"The hyænas this night devoured one of the best of our mules. They are here in great plenty, and so are lions; the roaring and grumbling of the latter in the part of the wood nearest our tent greatly disturbed our beasts, and prevented them from eating their provender. I lengthened the strings of my tent, and placed the beasts between them. The white ropes and the tremulous motion made by the impression of the wind frightened the lions from coming near us. I had procured from Janni two small brass bells, such as the mules carry. I had tied these to the storm-strings of the tent, where their noise, no doubt, greatly contributed to our beasts' safety from these ravenous yet cautious animals, so that we never saw them; but the noise they made, and perhaps their smell, so terrified the mules, that in the morning they were drenched in sweat, as if they had been a long journey.
"The brutish hyæna was not so to be deterred. I shot one of them dead on the night of the 31st of January, and on the 2d of February I fired at another, so near that I was confident of killing him. Whether the balls had fallen out, or that I had really missed him with the first barrel, I know not, but he gave a snarl and a kind of bark upon the first shot, advancing upon me as if unhurt. The second shot, however, took effect, and laid him without motion on the ground. Yasine and his men killed another with a pike; and such was their determined coolness, that they stalked round about us with the familiarity of a dog, or any other domestic animal brought up with man."
But they were still more incommoded by a smaller enemy, a black ant about an inch long, which demolished the carpets, cutting them into shreds, also part of the lining of the tent, and every bag or sack they could find. Their bite causes considerable inflammation, and the pain is greater than that which arises from the bite of a scorpion: they are called gundan.
On the 1st of February the shum of the place sent his people to value Brace's merchandise, that he might pay custom. "I humoured them," says Bruce, "so far as to open the cases where were the telescopes and quadrant, or, indeed, rather showed them open, as they were not shut, from the observation I had been making. They could only wonder at things they had never before seen.
"On the 2d of February the shum came himself, and a violent altercation ensued. He insisted upon Michael's defeat. I told him the contrary news were true, and begged him to beware lest it should be told to the ras upon his return that he had propagated such a falsehood. I told him also that we had advice that the ras's servants were now waiting for us at Lamalmon, and insisted upon his suffering us to depart."

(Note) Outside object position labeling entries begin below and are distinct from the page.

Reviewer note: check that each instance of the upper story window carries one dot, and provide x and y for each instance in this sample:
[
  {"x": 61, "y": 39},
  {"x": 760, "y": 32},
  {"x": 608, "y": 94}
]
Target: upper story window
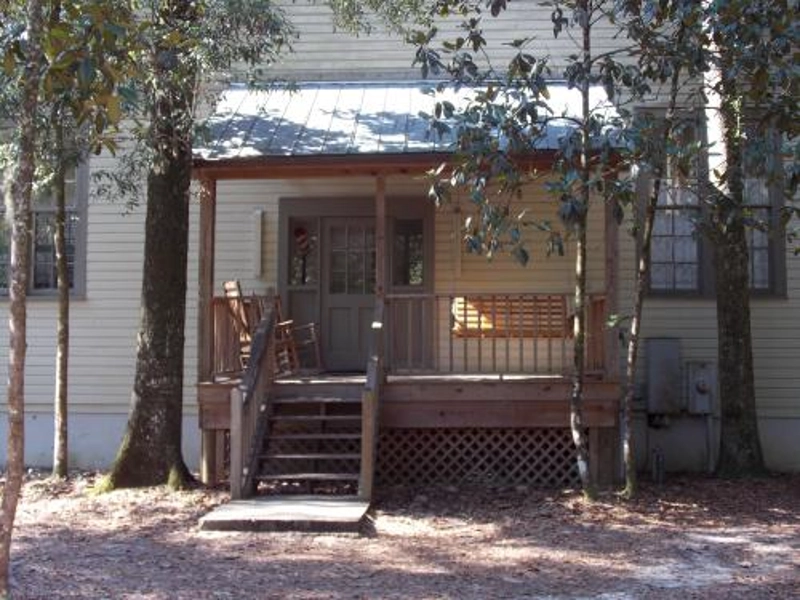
[
  {"x": 43, "y": 274},
  {"x": 675, "y": 260},
  {"x": 681, "y": 257}
]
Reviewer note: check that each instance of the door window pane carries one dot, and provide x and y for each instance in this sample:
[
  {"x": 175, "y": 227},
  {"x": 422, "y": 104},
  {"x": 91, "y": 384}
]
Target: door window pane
[
  {"x": 303, "y": 252},
  {"x": 407, "y": 253}
]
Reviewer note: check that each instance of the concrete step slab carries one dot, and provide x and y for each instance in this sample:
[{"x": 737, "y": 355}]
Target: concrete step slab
[{"x": 318, "y": 514}]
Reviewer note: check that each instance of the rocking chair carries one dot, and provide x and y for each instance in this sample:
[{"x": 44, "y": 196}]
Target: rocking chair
[{"x": 288, "y": 338}]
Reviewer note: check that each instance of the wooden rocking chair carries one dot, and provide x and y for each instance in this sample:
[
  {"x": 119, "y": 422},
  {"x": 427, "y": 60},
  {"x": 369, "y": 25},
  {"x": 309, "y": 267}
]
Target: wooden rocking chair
[
  {"x": 243, "y": 324},
  {"x": 287, "y": 336},
  {"x": 293, "y": 342}
]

"He said that I was mad, and held a consultation with his people for about half an hour, after which he came in again, seemingly quite another man, and said he would despatch us on the morrow, which was the 3d, and would send us that evening some provisions. And, indeed, we now began to be in need, having only flour barely sufficient to make bread for one meal next day. The miserable village on the cliff had nothing to barter with us; and none from the five villages about the shum had come near us, probably by his order. As he had softened his tone, so did I mine. I gave him a small present, and he went away repeating his promises. But all that evening passed without provision, and all next day without his coming, so we got everything ready for our departure. Our supper did not prevent our sleeping, as all our provisions was gone, and we had tasted nothing all that day since our breakfast."

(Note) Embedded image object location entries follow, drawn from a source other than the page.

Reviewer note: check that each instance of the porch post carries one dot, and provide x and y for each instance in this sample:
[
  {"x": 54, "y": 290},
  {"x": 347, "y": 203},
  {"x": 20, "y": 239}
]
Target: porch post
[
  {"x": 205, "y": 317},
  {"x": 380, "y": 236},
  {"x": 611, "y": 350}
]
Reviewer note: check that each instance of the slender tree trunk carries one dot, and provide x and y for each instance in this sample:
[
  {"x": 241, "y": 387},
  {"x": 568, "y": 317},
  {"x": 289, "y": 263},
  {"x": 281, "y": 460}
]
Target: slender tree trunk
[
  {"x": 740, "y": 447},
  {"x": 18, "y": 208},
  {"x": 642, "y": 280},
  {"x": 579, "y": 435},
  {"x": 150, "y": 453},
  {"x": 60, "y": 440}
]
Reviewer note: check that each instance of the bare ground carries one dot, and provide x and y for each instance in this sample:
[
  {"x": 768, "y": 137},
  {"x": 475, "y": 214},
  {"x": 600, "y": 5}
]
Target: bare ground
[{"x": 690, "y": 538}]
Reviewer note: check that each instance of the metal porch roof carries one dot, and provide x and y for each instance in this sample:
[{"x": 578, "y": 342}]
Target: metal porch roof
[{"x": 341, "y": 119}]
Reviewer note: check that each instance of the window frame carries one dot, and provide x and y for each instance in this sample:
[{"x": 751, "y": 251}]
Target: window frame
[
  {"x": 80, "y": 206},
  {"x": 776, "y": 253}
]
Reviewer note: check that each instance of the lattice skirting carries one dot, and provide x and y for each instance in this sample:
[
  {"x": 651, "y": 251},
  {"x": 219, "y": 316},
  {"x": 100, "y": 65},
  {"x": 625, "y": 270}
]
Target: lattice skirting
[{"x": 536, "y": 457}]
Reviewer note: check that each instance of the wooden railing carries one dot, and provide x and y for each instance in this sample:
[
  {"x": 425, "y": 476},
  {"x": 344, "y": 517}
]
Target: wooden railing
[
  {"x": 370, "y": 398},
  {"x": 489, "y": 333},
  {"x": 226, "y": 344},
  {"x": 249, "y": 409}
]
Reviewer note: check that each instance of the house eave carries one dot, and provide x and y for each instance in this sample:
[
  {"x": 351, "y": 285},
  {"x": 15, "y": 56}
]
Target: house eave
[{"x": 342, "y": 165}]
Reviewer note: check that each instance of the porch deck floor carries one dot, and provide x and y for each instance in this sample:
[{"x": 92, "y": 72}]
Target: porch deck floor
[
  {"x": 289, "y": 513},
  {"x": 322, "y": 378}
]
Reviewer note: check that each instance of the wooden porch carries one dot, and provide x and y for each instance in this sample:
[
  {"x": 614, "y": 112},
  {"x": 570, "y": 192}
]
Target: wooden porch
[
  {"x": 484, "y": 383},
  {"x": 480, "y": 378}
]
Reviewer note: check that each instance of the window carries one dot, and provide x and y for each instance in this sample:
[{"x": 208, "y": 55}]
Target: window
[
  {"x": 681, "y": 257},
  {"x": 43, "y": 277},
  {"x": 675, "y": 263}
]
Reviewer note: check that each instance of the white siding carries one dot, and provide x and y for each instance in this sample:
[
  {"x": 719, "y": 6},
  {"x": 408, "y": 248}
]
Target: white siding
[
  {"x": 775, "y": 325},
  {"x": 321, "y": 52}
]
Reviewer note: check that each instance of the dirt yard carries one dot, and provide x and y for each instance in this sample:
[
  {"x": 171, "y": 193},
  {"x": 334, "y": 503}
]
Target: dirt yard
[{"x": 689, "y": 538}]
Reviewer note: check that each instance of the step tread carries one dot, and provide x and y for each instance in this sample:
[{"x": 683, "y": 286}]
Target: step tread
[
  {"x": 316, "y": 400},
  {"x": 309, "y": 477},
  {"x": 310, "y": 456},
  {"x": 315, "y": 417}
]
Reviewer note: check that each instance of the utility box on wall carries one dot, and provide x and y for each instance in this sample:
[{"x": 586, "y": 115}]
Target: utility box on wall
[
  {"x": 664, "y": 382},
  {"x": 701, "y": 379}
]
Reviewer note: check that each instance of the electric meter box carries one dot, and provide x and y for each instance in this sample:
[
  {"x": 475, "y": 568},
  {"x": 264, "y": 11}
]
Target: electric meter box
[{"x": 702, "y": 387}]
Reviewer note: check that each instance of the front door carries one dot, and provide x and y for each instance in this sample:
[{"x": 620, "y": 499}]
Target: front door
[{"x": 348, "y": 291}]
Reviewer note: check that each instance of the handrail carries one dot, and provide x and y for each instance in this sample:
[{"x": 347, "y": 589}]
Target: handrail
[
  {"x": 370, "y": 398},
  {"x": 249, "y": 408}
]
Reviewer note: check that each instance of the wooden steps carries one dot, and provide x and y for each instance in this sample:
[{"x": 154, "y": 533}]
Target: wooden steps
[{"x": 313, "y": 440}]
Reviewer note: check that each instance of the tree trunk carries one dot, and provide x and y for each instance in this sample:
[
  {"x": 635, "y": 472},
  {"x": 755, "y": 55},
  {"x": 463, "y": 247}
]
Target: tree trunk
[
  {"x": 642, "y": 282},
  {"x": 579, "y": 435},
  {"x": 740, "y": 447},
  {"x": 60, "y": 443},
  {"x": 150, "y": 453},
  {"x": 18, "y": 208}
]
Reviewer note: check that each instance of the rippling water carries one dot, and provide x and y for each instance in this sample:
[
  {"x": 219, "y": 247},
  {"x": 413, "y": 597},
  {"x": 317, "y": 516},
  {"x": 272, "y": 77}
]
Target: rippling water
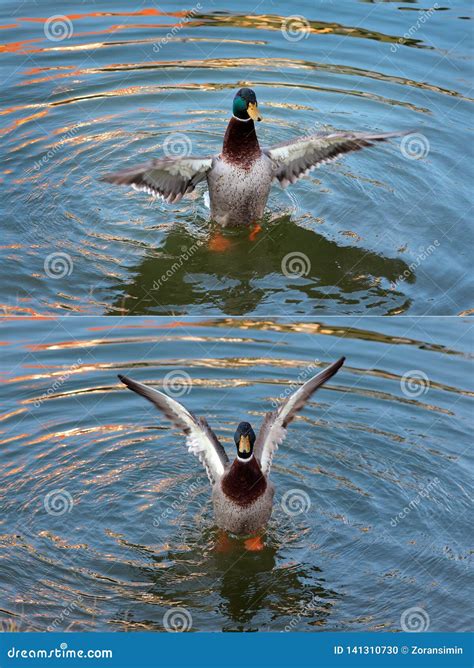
[
  {"x": 106, "y": 523},
  {"x": 382, "y": 233}
]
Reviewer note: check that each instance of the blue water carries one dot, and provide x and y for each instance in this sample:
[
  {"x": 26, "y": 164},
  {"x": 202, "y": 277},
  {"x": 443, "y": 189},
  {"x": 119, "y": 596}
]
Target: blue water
[
  {"x": 381, "y": 231},
  {"x": 106, "y": 521}
]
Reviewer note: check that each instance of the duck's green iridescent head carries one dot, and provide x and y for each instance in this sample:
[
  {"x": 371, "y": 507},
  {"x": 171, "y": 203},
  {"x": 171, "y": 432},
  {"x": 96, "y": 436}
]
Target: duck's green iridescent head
[
  {"x": 245, "y": 105},
  {"x": 244, "y": 439}
]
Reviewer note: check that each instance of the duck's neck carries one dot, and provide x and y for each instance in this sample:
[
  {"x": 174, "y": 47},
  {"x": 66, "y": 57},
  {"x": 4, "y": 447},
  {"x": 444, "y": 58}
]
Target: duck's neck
[
  {"x": 244, "y": 482},
  {"x": 240, "y": 143}
]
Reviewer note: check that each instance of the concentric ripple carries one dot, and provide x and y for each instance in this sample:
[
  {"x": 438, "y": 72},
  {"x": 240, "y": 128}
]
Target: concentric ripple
[
  {"x": 383, "y": 231},
  {"x": 106, "y": 521}
]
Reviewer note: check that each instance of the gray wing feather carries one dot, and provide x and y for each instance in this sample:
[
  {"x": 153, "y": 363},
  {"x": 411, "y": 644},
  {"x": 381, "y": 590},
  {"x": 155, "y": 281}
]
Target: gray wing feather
[
  {"x": 169, "y": 178},
  {"x": 298, "y": 157},
  {"x": 274, "y": 426},
  {"x": 200, "y": 438}
]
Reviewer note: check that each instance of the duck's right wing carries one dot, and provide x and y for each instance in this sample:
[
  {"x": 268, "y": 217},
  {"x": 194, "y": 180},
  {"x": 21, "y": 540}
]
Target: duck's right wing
[
  {"x": 200, "y": 438},
  {"x": 168, "y": 178},
  {"x": 275, "y": 424}
]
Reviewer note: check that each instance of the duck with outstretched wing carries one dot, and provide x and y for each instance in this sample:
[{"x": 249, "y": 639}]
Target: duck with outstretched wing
[{"x": 242, "y": 493}]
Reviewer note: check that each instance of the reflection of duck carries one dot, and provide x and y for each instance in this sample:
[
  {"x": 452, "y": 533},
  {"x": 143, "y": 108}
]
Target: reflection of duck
[
  {"x": 187, "y": 277},
  {"x": 242, "y": 493},
  {"x": 239, "y": 179}
]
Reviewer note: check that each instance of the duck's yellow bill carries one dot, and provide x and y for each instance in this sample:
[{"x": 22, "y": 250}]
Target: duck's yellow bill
[
  {"x": 244, "y": 444},
  {"x": 253, "y": 112}
]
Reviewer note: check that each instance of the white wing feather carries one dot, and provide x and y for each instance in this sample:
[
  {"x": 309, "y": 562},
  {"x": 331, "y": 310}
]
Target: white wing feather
[
  {"x": 274, "y": 427},
  {"x": 200, "y": 439}
]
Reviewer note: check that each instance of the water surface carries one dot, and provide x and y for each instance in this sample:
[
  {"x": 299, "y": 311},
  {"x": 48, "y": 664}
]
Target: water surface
[
  {"x": 111, "y": 85},
  {"x": 106, "y": 521}
]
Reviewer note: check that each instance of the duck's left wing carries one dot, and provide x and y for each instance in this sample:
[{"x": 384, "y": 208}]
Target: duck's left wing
[
  {"x": 200, "y": 438},
  {"x": 168, "y": 178},
  {"x": 298, "y": 157},
  {"x": 275, "y": 424}
]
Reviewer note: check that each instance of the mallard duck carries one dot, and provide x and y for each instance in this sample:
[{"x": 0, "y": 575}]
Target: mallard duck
[
  {"x": 242, "y": 493},
  {"x": 240, "y": 177}
]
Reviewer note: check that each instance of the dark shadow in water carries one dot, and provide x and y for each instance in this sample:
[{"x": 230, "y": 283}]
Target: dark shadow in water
[
  {"x": 237, "y": 590},
  {"x": 187, "y": 273}
]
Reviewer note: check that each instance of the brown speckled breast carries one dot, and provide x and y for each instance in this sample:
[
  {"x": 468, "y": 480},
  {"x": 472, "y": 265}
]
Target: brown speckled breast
[{"x": 244, "y": 482}]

The country of the Shangalla lies forty miles to the northwest. All this district from the Tacazzé is called Salent in the language of Tigré, and Talent in Amharic.
On the 4th of February, at half past nine in the morning, they left Addergey; "hunger pressing upon us," says Bruce, "we were prepared to do it earlier, and for this we had been up since five in the morning; but our loss of a mule obliged us, when we packed up our tent, to arrange our baggage differently. While employed in making ready for our departure, which was just at the dawn of day, a hyæna, unseen by any of us, fastened upon one of Yasine's asses, and had almost pulled his tail away. I was busied at gathering the tent-pins into a sack, and had placed my musket and bayonet ready against a tree, as it is at that hour and the close of the evening you are always to be on guard against banditti. A boy, who was servant to Yasine, saw the hyæna first, and flew to my musket. Yasine was disjoining the poles of the tent, and, having one half of the largest in his hand, he ran to the assistance of his ass, and in that moment the musket went off, luckily charged with only one ball, which gave Yasine a flesh wound between the thumb and fore-finger of his left hand. The boy instantly threw down the musket, which had terrified the hyæna, and made him let go the ass; but he stood ready to fight Yasine, who, not amusing himself with a choice of weapons, gave him so rude a blow with the tent-pole upon his head, that it felled him to the ground; others, with pikes, put an end to his life.
"We were then obliged to turn our cares towards the wounded. Yasine's wound was soon seen to be a trifle; besides, he was a man not easily alarmed on such occasions. But the poor ass was not so easily comforted. The stump remained, the tail hanging by a piece of it, which we were obliged to cut off. The next operation was actual cautery; but, as we had made no bread for breakfast, our fire had been early out. We therefore were obliged to tie the stump round with whip-cord till we could get fire enough to heat an iron.